- Born: Steven Gray 11 July 1965 Hamilton, New Zealand
- Occupations: Television host and blogger
- Notable credit(s): Good Morning, bFM
- Website: therealstevegray.com

= Steve Gray (TV presenter) =

New Zealand television presenter (born 1965)

Steven "Steve" Gray (born 11 July 1965) is a New Zealand blogger and broadcaster, best known as the former host and film reviewer of the weekday New Zealand morning television show, Good Morning. Before becoming a co-host, Gray was its long-serving film and DVD reviewer and gossip columnist.

Gray was raised in Hamilton, New Zealand. He worked as a barman, actor, fence builder, painter, singing telegram, drag performer and nanny before branching into film and media. He began his career reviewing film and video on student radio station bFM in 1996, and began appearing on television the following year.

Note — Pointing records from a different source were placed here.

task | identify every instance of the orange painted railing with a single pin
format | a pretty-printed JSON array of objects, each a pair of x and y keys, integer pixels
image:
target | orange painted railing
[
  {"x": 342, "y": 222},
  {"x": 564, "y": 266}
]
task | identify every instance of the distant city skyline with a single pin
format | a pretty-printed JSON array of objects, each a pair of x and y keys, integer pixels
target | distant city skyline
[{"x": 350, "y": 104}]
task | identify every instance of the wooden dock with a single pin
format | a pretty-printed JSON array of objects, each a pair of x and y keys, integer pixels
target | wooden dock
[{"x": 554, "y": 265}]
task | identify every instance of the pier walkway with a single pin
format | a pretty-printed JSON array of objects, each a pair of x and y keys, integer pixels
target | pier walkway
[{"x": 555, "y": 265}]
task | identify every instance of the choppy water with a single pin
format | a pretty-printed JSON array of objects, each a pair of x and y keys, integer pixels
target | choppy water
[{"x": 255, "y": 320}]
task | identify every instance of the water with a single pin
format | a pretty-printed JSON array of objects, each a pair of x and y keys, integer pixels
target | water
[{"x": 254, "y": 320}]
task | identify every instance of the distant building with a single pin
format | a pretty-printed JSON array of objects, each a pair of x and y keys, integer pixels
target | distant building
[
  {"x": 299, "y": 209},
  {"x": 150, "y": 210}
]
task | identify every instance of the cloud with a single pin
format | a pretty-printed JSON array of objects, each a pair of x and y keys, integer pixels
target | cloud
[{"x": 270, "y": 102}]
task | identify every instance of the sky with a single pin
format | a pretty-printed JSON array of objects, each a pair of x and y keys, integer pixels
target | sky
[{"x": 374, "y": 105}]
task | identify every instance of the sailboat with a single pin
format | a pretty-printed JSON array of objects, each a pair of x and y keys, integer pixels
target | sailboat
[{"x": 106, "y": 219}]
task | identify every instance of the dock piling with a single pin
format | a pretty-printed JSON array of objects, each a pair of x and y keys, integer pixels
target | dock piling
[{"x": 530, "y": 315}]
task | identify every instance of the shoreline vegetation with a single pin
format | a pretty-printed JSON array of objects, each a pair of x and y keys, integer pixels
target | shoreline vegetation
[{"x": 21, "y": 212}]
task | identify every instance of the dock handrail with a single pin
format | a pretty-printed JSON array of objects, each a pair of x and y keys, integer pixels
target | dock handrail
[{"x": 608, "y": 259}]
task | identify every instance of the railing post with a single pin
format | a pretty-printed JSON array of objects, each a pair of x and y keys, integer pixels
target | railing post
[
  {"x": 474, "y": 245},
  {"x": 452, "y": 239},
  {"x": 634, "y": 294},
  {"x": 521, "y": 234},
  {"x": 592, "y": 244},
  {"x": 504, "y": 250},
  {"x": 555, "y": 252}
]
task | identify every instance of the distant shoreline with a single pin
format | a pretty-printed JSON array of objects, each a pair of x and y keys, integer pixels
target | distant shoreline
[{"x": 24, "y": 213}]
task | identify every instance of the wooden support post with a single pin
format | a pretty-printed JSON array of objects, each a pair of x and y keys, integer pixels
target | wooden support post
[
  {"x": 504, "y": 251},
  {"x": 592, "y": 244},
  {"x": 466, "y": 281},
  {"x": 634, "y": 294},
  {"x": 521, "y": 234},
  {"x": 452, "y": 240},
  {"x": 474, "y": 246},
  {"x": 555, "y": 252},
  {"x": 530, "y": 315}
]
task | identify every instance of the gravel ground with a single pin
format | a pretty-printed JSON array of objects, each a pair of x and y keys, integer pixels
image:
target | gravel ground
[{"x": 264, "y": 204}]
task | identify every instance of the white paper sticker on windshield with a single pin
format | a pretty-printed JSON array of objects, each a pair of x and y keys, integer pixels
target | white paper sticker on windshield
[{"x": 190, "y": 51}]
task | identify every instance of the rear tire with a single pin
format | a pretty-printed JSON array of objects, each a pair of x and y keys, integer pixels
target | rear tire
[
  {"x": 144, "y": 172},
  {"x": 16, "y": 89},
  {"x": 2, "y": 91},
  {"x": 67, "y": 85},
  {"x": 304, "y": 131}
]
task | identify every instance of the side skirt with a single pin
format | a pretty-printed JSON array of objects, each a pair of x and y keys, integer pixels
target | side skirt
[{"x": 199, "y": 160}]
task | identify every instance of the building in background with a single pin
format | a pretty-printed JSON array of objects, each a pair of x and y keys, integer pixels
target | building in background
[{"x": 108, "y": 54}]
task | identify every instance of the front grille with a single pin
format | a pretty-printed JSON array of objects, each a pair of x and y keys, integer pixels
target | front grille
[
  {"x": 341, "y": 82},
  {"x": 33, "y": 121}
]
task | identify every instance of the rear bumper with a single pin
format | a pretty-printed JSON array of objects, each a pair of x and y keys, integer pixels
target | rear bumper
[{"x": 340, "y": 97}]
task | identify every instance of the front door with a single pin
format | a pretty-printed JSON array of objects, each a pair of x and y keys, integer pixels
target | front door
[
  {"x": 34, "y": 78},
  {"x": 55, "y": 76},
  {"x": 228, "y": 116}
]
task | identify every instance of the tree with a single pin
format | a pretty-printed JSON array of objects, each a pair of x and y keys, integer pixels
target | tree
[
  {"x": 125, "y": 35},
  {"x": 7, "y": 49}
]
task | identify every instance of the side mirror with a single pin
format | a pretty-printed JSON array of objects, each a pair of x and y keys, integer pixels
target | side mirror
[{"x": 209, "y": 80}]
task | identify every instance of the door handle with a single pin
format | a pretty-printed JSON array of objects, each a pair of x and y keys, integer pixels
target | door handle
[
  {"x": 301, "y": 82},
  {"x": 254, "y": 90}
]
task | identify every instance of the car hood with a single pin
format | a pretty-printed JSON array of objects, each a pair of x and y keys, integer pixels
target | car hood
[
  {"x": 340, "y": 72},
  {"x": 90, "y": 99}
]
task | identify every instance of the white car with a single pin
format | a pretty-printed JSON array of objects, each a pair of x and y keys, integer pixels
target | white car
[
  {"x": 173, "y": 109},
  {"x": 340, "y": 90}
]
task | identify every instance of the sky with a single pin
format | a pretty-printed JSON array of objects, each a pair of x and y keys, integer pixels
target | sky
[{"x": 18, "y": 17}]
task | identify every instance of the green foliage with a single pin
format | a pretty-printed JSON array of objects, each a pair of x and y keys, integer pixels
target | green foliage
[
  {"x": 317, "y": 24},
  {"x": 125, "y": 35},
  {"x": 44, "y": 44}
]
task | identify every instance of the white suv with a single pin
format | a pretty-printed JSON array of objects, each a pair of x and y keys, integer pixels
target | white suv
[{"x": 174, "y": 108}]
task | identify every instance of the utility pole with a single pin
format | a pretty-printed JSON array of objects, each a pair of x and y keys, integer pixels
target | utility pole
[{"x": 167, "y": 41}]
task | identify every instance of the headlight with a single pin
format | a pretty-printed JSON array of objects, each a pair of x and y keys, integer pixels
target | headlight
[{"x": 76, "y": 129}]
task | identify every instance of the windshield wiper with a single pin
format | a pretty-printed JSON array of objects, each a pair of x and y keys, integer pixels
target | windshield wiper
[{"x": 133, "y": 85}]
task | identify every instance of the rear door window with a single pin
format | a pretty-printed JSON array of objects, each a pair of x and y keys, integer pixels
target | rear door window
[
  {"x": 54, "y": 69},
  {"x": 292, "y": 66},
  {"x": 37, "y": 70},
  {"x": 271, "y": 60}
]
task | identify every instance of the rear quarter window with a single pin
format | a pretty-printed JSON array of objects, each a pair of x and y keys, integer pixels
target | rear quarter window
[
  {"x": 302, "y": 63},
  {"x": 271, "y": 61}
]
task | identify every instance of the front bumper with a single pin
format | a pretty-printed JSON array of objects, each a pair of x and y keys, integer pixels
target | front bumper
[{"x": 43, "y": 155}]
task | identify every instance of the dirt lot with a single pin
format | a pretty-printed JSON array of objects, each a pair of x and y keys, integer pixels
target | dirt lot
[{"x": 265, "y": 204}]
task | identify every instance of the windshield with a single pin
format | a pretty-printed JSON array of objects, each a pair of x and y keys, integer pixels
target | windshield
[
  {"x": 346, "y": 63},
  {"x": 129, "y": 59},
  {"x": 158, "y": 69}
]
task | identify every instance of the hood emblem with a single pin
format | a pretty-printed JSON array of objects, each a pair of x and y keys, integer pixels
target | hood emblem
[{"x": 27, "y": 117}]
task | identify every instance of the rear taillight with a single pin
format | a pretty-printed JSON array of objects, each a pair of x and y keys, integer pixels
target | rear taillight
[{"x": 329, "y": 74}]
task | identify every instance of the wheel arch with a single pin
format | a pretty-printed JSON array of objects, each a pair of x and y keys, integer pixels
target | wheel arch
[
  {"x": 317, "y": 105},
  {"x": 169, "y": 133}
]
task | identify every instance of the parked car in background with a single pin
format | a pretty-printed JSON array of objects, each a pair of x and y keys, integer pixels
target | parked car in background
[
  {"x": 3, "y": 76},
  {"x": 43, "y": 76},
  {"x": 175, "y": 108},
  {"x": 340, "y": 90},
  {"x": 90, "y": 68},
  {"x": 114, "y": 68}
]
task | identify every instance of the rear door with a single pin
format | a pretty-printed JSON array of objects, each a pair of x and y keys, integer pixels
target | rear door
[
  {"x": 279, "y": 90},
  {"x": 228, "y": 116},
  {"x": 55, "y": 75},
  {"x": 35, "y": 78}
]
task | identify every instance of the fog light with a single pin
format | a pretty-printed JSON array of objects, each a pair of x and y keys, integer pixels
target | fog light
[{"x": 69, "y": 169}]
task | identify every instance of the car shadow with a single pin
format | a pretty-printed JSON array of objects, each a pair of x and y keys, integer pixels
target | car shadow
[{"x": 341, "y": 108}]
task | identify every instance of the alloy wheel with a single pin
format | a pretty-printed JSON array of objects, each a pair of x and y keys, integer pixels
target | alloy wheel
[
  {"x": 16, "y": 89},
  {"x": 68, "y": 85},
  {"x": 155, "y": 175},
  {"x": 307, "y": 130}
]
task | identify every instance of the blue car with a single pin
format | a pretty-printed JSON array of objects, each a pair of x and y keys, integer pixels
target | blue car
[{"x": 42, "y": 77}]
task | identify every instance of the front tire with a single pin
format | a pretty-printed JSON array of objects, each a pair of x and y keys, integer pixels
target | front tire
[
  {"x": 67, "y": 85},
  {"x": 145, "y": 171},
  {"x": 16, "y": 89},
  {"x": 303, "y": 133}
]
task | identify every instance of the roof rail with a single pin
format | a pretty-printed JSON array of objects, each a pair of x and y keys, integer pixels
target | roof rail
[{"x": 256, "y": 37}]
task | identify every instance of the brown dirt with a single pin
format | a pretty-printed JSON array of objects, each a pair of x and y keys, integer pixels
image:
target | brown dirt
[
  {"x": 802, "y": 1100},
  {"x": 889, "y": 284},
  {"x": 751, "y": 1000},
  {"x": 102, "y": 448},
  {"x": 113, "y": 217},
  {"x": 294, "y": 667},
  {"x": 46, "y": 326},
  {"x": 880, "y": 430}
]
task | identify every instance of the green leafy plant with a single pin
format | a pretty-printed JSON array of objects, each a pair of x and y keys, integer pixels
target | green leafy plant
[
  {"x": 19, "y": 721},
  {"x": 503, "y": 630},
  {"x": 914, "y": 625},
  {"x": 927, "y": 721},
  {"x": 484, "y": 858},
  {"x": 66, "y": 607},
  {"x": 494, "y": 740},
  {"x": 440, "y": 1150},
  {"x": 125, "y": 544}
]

Steven is best known for his knowledge of musical theatre and American television series.

In December 2009, Television New Zealand decided to not renew his contract for his presenter role on Good Morning. No specific reason was given for this, but Gray later speculated it may have been due to his sexuality. Gray's final episode of Good Morning was Friday 11 December 2009.

In April 2010 Gray launched showbiz news and social commentary blog The Real Steve Gray, which has become one of the most popular New Zealand blogs.

In a January 2013 interview with Fairfax NZ, Gray claimed to have slept with a former All Black, sparking international interest from both gay and rugby media.

In 2013 Gray joined the New Zealand cinema podcast Cinematica as part of the film review panel.